A long moment of silence. “Who’s been shot?” she finally asked, her compassion kicking in.
“Two pot growers, but I don’t know what their status is.” He wanted to tell her about Lammers and his temporary leadership role but decided to wait. The extra responsibilities might mean overtime, and she didn’t need to hear that right now.
“Will you be able to pick up Benjie?” Kera asked. “Or should I just keep him overnight?” She’d taken a leave of absence from her job as a nurse to care for their two young boys until they were more emotionally stable. Micah, her grandchild, had been orphaned by the separate deaths of his parents, and Benjie was a toddler who’d bonded with Jackson at a crime scene. He’d bonded back and eventually won custody. Even though they didn’t look like they belonged together—with Benjie being blond and blue-eyed and Jackson having dark hair and eyes—people still smiled when they saw them together. Yet Kera had been the one to step up and become Benjie’s caregiver part-time.

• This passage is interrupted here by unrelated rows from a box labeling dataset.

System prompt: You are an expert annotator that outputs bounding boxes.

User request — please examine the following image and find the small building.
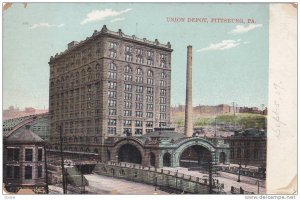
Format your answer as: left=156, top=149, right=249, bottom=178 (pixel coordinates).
left=226, top=129, right=267, bottom=168
left=3, top=125, right=47, bottom=192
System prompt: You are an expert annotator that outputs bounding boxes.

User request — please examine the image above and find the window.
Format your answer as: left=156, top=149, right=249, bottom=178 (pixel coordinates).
left=109, top=63, right=117, bottom=71
left=108, top=109, right=117, bottom=115
left=136, top=49, right=143, bottom=55
left=135, top=128, right=143, bottom=135
left=38, top=149, right=43, bottom=161
left=135, top=111, right=143, bottom=117
left=160, top=89, right=166, bottom=96
left=136, top=56, right=143, bottom=64
left=135, top=94, right=143, bottom=101
left=135, top=85, right=143, bottom=93
left=25, top=166, right=32, bottom=179
left=160, top=105, right=167, bottom=112
left=124, top=101, right=132, bottom=109
left=125, top=54, right=132, bottom=62
left=146, top=112, right=153, bottom=118
left=159, top=113, right=167, bottom=119
left=7, top=148, right=20, bottom=161
left=108, top=72, right=117, bottom=79
left=147, top=51, right=154, bottom=57
left=123, top=128, right=131, bottom=134
left=108, top=91, right=117, bottom=98
left=124, top=84, right=132, bottom=92
left=109, top=51, right=117, bottom=58
left=147, top=87, right=153, bottom=94
left=135, top=120, right=143, bottom=127
left=136, top=68, right=143, bottom=75
left=147, top=78, right=153, bottom=85
left=124, top=93, right=132, bottom=100
left=135, top=103, right=143, bottom=110
left=38, top=165, right=43, bottom=178
left=108, top=81, right=117, bottom=90
left=160, top=61, right=166, bottom=68
left=147, top=59, right=154, bottom=65
left=135, top=76, right=143, bottom=83
left=25, top=149, right=33, bottom=161
left=124, top=74, right=132, bottom=81
left=124, top=120, right=131, bottom=126
left=160, top=54, right=167, bottom=60
left=14, top=166, right=20, bottom=178
left=107, top=119, right=117, bottom=126
left=125, top=46, right=132, bottom=52
left=110, top=42, right=117, bottom=49
left=147, top=70, right=153, bottom=77
left=124, top=65, right=132, bottom=73
left=108, top=99, right=117, bottom=107
left=159, top=97, right=166, bottom=103
left=146, top=121, right=153, bottom=127
left=146, top=95, right=153, bottom=102
left=124, top=110, right=132, bottom=116
left=147, top=104, right=153, bottom=110
left=107, top=127, right=117, bottom=135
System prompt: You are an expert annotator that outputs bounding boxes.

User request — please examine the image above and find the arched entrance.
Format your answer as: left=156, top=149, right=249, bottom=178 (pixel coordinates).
left=150, top=152, right=155, bottom=166
left=179, top=145, right=212, bottom=168
left=163, top=153, right=171, bottom=167
left=219, top=152, right=226, bottom=164
left=118, top=144, right=142, bottom=164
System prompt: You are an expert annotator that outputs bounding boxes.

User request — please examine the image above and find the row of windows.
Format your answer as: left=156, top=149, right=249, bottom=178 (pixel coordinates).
left=7, top=148, right=43, bottom=161
left=108, top=91, right=167, bottom=99
left=108, top=109, right=157, bottom=118
left=6, top=165, right=43, bottom=179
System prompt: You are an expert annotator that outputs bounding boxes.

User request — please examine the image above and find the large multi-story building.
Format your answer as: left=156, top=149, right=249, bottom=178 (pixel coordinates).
left=49, top=25, right=173, bottom=153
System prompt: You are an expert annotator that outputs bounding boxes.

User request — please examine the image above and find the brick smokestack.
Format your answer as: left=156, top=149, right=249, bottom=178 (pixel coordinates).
left=184, top=45, right=193, bottom=137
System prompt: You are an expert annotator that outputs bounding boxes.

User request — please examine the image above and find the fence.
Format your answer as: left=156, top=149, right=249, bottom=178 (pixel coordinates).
left=230, top=186, right=255, bottom=194
left=94, top=162, right=217, bottom=194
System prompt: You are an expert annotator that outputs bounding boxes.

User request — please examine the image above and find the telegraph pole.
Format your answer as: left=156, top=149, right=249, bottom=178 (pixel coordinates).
left=59, top=125, right=67, bottom=194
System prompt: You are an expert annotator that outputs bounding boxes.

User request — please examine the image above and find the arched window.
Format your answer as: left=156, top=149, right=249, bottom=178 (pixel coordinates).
left=124, top=65, right=132, bottom=73
left=136, top=68, right=143, bottom=75
left=147, top=70, right=153, bottom=76
left=109, top=63, right=117, bottom=71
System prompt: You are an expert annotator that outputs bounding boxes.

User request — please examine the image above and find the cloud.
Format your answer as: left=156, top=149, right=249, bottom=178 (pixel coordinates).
left=80, top=8, right=131, bottom=24
left=110, top=17, right=125, bottom=22
left=197, top=39, right=241, bottom=52
left=228, top=24, right=262, bottom=35
left=29, top=22, right=64, bottom=29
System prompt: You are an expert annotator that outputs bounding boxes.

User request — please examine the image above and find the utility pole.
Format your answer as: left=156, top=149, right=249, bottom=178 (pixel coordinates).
left=232, top=102, right=235, bottom=117
left=44, top=144, right=49, bottom=194
left=237, top=161, right=242, bottom=182
left=215, top=117, right=217, bottom=138
left=208, top=161, right=213, bottom=194
left=59, top=125, right=67, bottom=194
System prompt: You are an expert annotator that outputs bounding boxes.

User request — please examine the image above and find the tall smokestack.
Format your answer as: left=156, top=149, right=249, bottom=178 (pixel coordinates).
left=184, top=45, right=193, bottom=137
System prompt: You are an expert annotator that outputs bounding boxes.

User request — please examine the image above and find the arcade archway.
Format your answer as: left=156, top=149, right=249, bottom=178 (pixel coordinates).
left=118, top=144, right=142, bottom=164
left=179, top=145, right=212, bottom=168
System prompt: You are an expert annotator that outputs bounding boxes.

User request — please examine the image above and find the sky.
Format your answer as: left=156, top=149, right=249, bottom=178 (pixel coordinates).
left=2, top=3, right=269, bottom=109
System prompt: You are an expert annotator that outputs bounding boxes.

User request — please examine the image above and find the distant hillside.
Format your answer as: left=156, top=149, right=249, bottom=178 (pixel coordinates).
left=171, top=113, right=267, bottom=128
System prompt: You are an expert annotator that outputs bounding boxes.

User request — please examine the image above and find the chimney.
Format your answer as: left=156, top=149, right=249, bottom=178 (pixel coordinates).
left=184, top=45, right=193, bottom=137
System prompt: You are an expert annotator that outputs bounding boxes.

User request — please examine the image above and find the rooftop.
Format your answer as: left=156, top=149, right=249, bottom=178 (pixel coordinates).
left=4, top=125, right=44, bottom=144
left=50, top=25, right=172, bottom=62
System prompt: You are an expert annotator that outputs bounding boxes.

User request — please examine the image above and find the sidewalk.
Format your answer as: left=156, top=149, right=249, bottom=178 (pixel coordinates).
left=163, top=167, right=266, bottom=194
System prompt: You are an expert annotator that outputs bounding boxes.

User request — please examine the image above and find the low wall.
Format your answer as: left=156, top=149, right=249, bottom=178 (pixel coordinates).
left=93, top=162, right=215, bottom=194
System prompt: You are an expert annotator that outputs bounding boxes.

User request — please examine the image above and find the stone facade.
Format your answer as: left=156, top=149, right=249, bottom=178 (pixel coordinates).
left=3, top=126, right=47, bottom=192
left=49, top=25, right=172, bottom=159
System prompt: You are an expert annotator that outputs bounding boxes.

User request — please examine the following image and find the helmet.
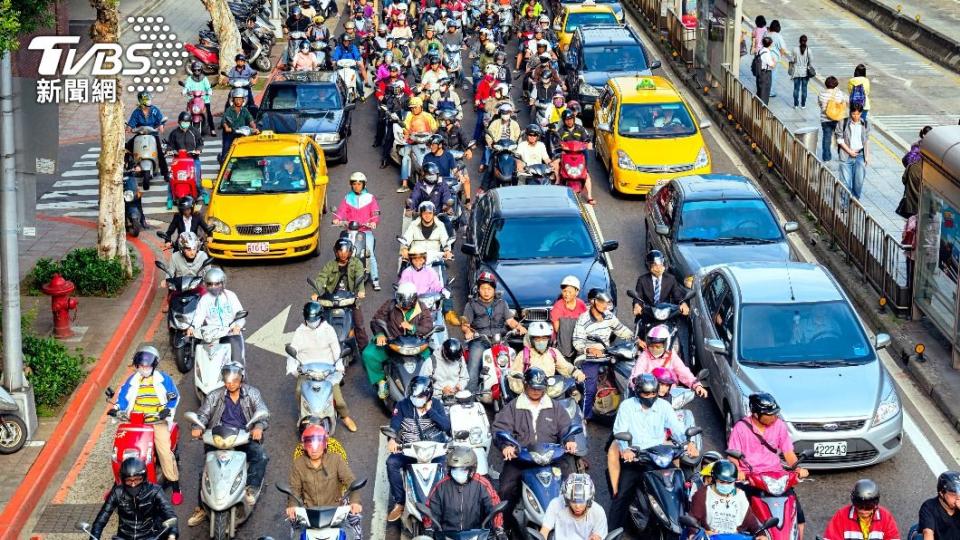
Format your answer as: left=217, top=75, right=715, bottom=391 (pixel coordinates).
left=303, top=302, right=323, bottom=323
left=477, top=271, right=497, bottom=288
left=394, top=281, right=417, bottom=309
left=850, top=478, right=880, bottom=510
left=560, top=276, right=580, bottom=291
left=631, top=373, right=659, bottom=396
left=527, top=321, right=553, bottom=339
left=647, top=249, right=664, bottom=266
left=587, top=289, right=613, bottom=302
left=300, top=424, right=327, bottom=452
left=711, top=459, right=737, bottom=482
left=120, top=457, right=147, bottom=482
left=560, top=473, right=596, bottom=508
left=177, top=195, right=196, bottom=212
left=440, top=338, right=463, bottom=362
left=523, top=368, right=547, bottom=390
left=749, top=392, right=780, bottom=414
left=177, top=231, right=200, bottom=250
left=937, top=471, right=960, bottom=494
left=131, top=345, right=160, bottom=368
left=407, top=375, right=433, bottom=399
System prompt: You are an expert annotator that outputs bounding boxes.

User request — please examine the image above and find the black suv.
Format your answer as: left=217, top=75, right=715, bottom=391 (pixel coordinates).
left=256, top=71, right=355, bottom=163
left=560, top=25, right=660, bottom=110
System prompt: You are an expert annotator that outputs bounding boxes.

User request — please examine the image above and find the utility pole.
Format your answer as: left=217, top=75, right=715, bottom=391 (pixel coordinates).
left=0, top=52, right=37, bottom=438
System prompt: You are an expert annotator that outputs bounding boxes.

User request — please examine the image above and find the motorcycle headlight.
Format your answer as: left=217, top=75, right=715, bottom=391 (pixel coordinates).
left=693, top=146, right=710, bottom=169
left=617, top=150, right=637, bottom=171
left=207, top=216, right=230, bottom=234
left=285, top=214, right=313, bottom=232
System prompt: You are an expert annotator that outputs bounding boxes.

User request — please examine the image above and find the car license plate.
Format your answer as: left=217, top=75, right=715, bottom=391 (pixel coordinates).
left=247, top=242, right=270, bottom=253
left=813, top=441, right=847, bottom=457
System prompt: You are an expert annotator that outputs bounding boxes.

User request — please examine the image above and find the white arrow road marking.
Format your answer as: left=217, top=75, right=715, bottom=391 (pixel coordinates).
left=246, top=306, right=293, bottom=356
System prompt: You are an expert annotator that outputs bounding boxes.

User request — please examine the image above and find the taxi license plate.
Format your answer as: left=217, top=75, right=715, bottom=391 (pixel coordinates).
left=247, top=242, right=270, bottom=253
left=813, top=441, right=847, bottom=457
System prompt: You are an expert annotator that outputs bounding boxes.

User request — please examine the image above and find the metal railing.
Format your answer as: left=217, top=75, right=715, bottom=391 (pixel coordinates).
left=723, top=65, right=911, bottom=312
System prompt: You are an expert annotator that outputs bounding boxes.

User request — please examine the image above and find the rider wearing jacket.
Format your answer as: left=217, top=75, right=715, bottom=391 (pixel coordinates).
left=90, top=457, right=179, bottom=540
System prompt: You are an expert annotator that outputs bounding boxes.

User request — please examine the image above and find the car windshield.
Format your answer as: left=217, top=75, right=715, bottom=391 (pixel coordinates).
left=263, top=84, right=343, bottom=112
left=217, top=156, right=307, bottom=194
left=740, top=300, right=874, bottom=367
left=485, top=216, right=596, bottom=261
left=617, top=101, right=697, bottom=139
left=563, top=11, right=617, bottom=33
left=583, top=45, right=648, bottom=71
left=677, top=199, right=783, bottom=242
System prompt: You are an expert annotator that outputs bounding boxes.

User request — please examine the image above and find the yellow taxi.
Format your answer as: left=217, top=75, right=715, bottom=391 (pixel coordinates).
left=553, top=0, right=620, bottom=52
left=203, top=131, right=329, bottom=259
left=593, top=76, right=711, bottom=195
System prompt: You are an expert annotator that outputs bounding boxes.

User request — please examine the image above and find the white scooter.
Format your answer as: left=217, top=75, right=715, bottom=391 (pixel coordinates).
left=184, top=411, right=270, bottom=540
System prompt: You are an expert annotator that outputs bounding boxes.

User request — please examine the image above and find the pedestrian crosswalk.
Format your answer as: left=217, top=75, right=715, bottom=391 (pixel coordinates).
left=37, top=139, right=222, bottom=223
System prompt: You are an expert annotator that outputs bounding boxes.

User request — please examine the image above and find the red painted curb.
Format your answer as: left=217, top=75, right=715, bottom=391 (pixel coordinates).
left=0, top=214, right=157, bottom=540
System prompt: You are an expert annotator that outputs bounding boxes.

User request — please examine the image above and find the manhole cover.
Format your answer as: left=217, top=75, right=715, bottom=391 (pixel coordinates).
left=33, top=504, right=100, bottom=533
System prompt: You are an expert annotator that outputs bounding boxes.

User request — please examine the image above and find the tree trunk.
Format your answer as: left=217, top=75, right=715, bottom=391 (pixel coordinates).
left=90, top=0, right=133, bottom=275
left=200, top=0, right=241, bottom=76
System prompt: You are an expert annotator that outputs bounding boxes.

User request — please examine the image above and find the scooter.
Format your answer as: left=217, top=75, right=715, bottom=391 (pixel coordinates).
left=284, top=343, right=352, bottom=435
left=607, top=427, right=703, bottom=538
left=184, top=411, right=270, bottom=540
left=380, top=426, right=447, bottom=537
left=495, top=426, right=583, bottom=531
left=0, top=387, right=27, bottom=455
left=276, top=479, right=367, bottom=540
left=104, top=387, right=180, bottom=486
left=725, top=448, right=813, bottom=540
left=154, top=258, right=213, bottom=373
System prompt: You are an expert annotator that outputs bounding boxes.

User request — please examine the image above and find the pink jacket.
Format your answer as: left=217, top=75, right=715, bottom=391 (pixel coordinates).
left=630, top=351, right=700, bottom=389
left=336, top=190, right=380, bottom=232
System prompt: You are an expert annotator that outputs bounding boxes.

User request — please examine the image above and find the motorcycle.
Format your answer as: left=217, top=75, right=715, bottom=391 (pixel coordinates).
left=607, top=427, right=703, bottom=539
left=276, top=479, right=367, bottom=540
left=495, top=425, right=583, bottom=531
left=380, top=426, right=447, bottom=537
left=725, top=448, right=813, bottom=540
left=154, top=258, right=213, bottom=373
left=104, top=387, right=180, bottom=487
left=184, top=411, right=269, bottom=540
left=284, top=343, right=353, bottom=435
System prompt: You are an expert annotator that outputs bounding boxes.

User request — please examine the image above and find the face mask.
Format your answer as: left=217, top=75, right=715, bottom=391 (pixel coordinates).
left=450, top=467, right=470, bottom=484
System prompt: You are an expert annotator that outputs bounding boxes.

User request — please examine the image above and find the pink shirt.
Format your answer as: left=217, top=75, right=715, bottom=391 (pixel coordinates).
left=727, top=417, right=793, bottom=473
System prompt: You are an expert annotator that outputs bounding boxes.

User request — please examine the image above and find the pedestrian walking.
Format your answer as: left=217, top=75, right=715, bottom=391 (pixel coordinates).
left=836, top=103, right=870, bottom=208
left=787, top=35, right=817, bottom=109
left=847, top=64, right=870, bottom=120
left=817, top=75, right=847, bottom=163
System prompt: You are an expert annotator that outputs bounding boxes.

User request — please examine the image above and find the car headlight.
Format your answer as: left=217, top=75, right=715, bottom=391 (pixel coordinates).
left=313, top=133, right=340, bottom=144
left=285, top=214, right=313, bottom=232
left=207, top=216, right=230, bottom=234
left=693, top=146, right=710, bottom=169
left=873, top=377, right=900, bottom=426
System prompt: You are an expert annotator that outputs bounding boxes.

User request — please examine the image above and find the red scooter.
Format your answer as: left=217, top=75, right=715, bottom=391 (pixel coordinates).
left=560, top=141, right=587, bottom=193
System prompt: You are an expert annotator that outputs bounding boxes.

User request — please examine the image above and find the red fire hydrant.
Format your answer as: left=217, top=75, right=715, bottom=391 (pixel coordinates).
left=40, top=274, right=77, bottom=339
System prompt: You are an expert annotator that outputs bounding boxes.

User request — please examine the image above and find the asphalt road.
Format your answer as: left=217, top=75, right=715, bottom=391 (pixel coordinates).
left=38, top=4, right=960, bottom=539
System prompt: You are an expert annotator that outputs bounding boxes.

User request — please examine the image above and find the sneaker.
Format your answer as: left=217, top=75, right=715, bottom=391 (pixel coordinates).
left=187, top=506, right=207, bottom=527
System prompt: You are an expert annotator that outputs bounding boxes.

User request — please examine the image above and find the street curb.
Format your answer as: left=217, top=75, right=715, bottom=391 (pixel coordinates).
left=0, top=214, right=157, bottom=540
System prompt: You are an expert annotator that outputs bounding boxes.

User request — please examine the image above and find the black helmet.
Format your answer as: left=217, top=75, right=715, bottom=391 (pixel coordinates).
left=713, top=459, right=737, bottom=482
left=523, top=368, right=547, bottom=390
left=303, top=302, right=323, bottom=323
left=631, top=373, right=660, bottom=397
left=440, top=338, right=463, bottom=362
left=749, top=392, right=780, bottom=414
left=120, top=457, right=147, bottom=482
left=850, top=478, right=880, bottom=510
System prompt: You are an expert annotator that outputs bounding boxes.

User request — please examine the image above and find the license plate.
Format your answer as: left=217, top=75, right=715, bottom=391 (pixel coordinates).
left=813, top=441, right=847, bottom=457
left=247, top=242, right=270, bottom=253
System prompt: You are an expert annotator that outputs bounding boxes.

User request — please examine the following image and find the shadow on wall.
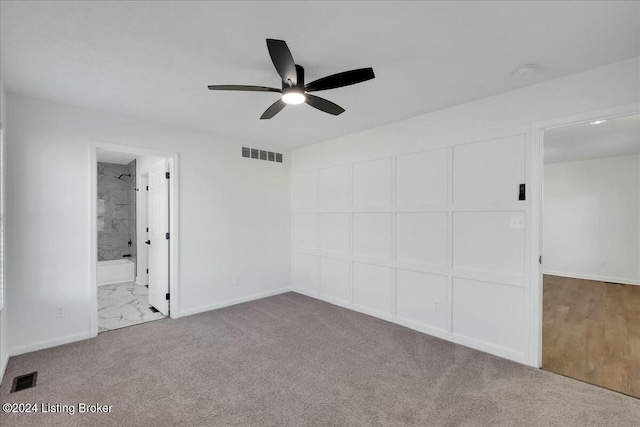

“I’m not sure yet,” Jackson responded. “But I hope to make time to see him today.” The boy still got worried if Jackson was gone for too long. Benjie had witnessed his mother’s murder, then spent the night alone in the crawl space under their house. Jackson took him to a therapist twice a month, and the boy had recently had a breakthrough. Jackson’s teenage daughter also saw a therapist regularly, and the thought gave him another stab of guilt. He was directly responsible for that issue.
“I’ll miss seeing you, but I’ve got a couple of rental houses to look at, so it’ll be a productive afternoon.” Kera laughed. “Then I’ll take a long-overdue nap.”
“Sleep a few extra minutes for me too.” Jackson made his turn and started looking for property numbers. “I have to go.”
“I know. See you later.” She hung up, letting him off the hook without an affectionate good-bye. She probably thought he had another detective with him.
He drove a mile, past suburbia-style homes on traditional lots. As the landscape changed to older rural homes with acreage, he spotted a group of patrol cars clustered in front of a tall white farmhouse. An ambulance sat in the entrance to the driveway.
Jackson pulled off behind a dark-blue SUV—one of the new patrol vehicles that would eventually replace all the Impalas—and stepped out. Two more old-style patrol units sat along the road, while a red Nissan pickup and a white Honda—the victims’ cars?—filled the driveway. Two officers stood on the front porch, and another walked along the road toward the next home, which was at least two hundred yards away. A plum orchard took up the long space across the street. Probably no witnesses, Jackson thought as he climbed out.
Behind the farmhouse, a new streamlined building stretched to the back of the property. Vents in the roof leaked a pungent, almost skunk-like smell of marijuana plants. How far did the aroma drift? Small medical-marijuana grow operations in denser neighborhoods had already generated complaints about the smell. The state, as well as city councils, would be tweaking regulations for years—until the complexities were ironed out.
Jackson approached the officers, who greeted him by name.
“Anything I need to know before I go in?” he asked.
“The shooting took place in the grow room out back,” one officer said. “A man and a woman. No one’s in the house in front, and there’s no sign of a disturbance there.”
The loud crunch of footsteps on gravel caught his attention, and Jackson turned. Paramedics rounded the corner of the house, carrying what looked like a small woman on a sling gurney. Jackson moved toward the back of the ambulance, hoping to see the victim as they loaded her, maybe even ask a question.
“Is she conscious?” he called as they approached.
“She wasn’t when we arrived, but we stemmed the bleeding and she’s more responsive now.”
Jackson held up his hand. “Give me ten seconds.”